Posted by Scott Holstad on January 6, 2014

Hazardous DutyHazardous Duty by David H. Hackworth

My rating: 5 of 5 stars

This is an excellent book written by a military hero who sees a lot wrong with the military industrial complex, politics, and the military itself, calls it like he sees it, and offers solutions to the problems he points out. It should be required reading for just about anyone.

I’ve been reading Hackworth since the 1990s when he was writing for Soldier of Fortune magazine. He’s dead now, which is a shame, but he served in post-World War II Europe, the Korean War, and the Vietnam War. In this book, he comes back as a war correspondent accompanying our military to the Persian Gulf, Bosnia, Somalia, Korea and Haiti. What he discovers along the way is horrifying.

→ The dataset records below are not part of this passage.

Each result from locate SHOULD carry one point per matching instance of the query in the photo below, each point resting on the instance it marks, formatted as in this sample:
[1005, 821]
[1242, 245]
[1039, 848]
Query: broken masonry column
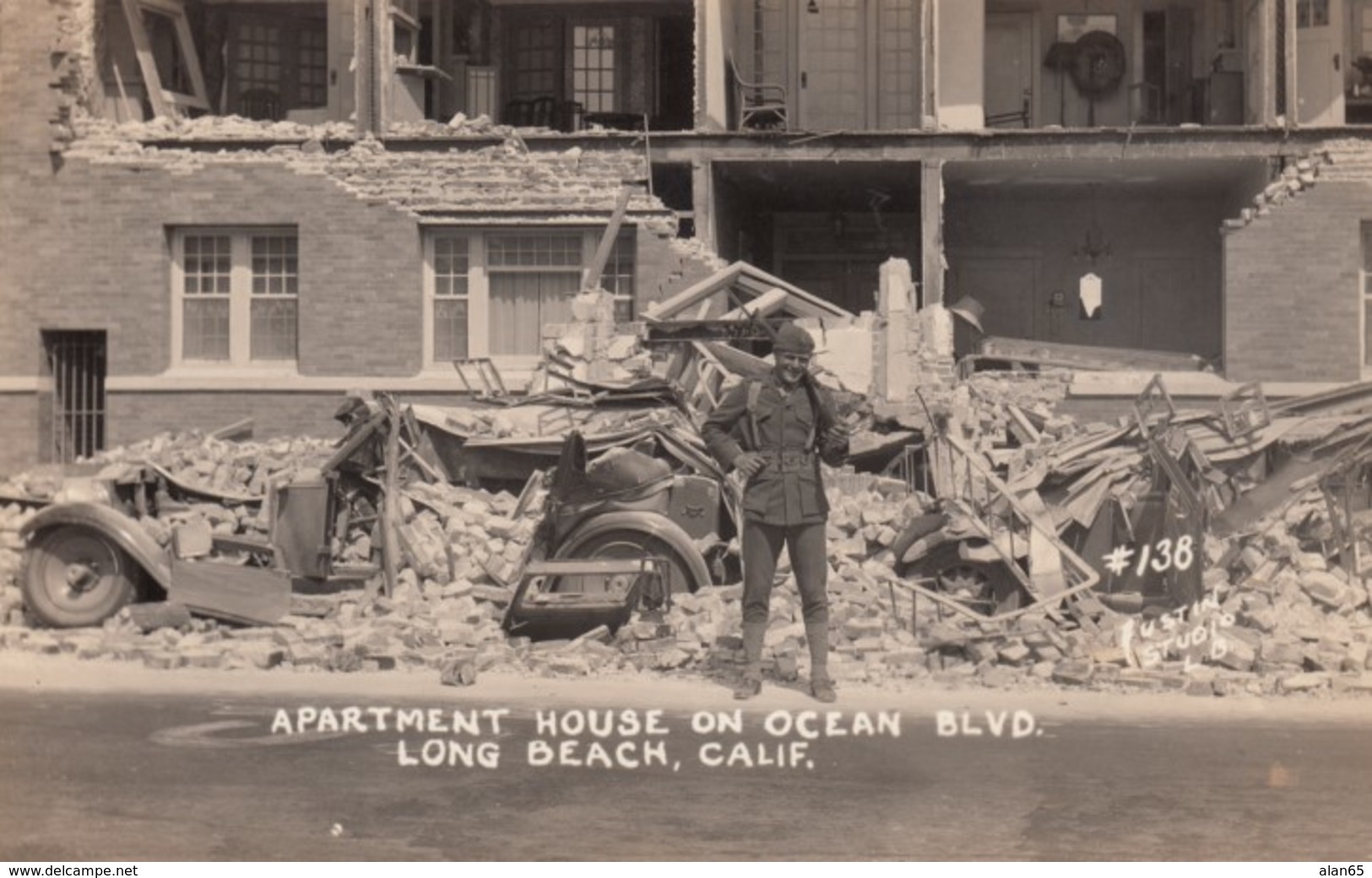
[895, 305]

I could write a LOT about this book and quote a lot from the book, but I don’t have the time or energy for that. Suffice it to say that this book was published in 1996 while Clinton was in office, so much of the time Hackworth, a conservative, reams Clinton. I’m a Clinton lover, so I didn’t enjoy that, but at least Hackworth was bipartisan, because he rips Reagan and Bush 1 too. He interviews the grunts, as well as numerous officers, to get at the truth that today’s generals and admirals are political pansies, looking out for their own advancement, not giving a damn about the troops. He takes issue with our spending billions on super duper weapons we’ll never use or are terrible to begin with while not issuing armor to our fighting vehicles, body armor to our troops, meals, logistical nightmares, etc. It’s very demoralizing and he consistently demonstrates how NOT ready our military is for action. Here’s one quote:

“Our modern generals put first priority on their headquarters. In days of old, General Ulysses Grant would hit the field with six or seven aides and they traveled light and slept on the ground. The rest of his men were fighters. Today, inflation of military brass and headquarters staff is so bad is should embarrass us. At the end of Word War II we had a military force of 13 million. Today we have a total of 1.5 million active soldiers and sailors. But we have more generals now than we had during World War II. We also have more bureaucrats so that all those generals won’t be lonely. In 1945, with 13 million under arms engaged in a multitheater, multinational alliance, the War Department had about eight undersecretaries, assistant secretaries, and special assistants. Now with about those 1.5 million in uniform, we have somewhere in the neighborhood of fifty undersecretaries, deputy secretaries, assistant secretaries, and special assistants. All draw six-figure paychecks and have aides, offices, and all the other trappings of Pentagon royalty.”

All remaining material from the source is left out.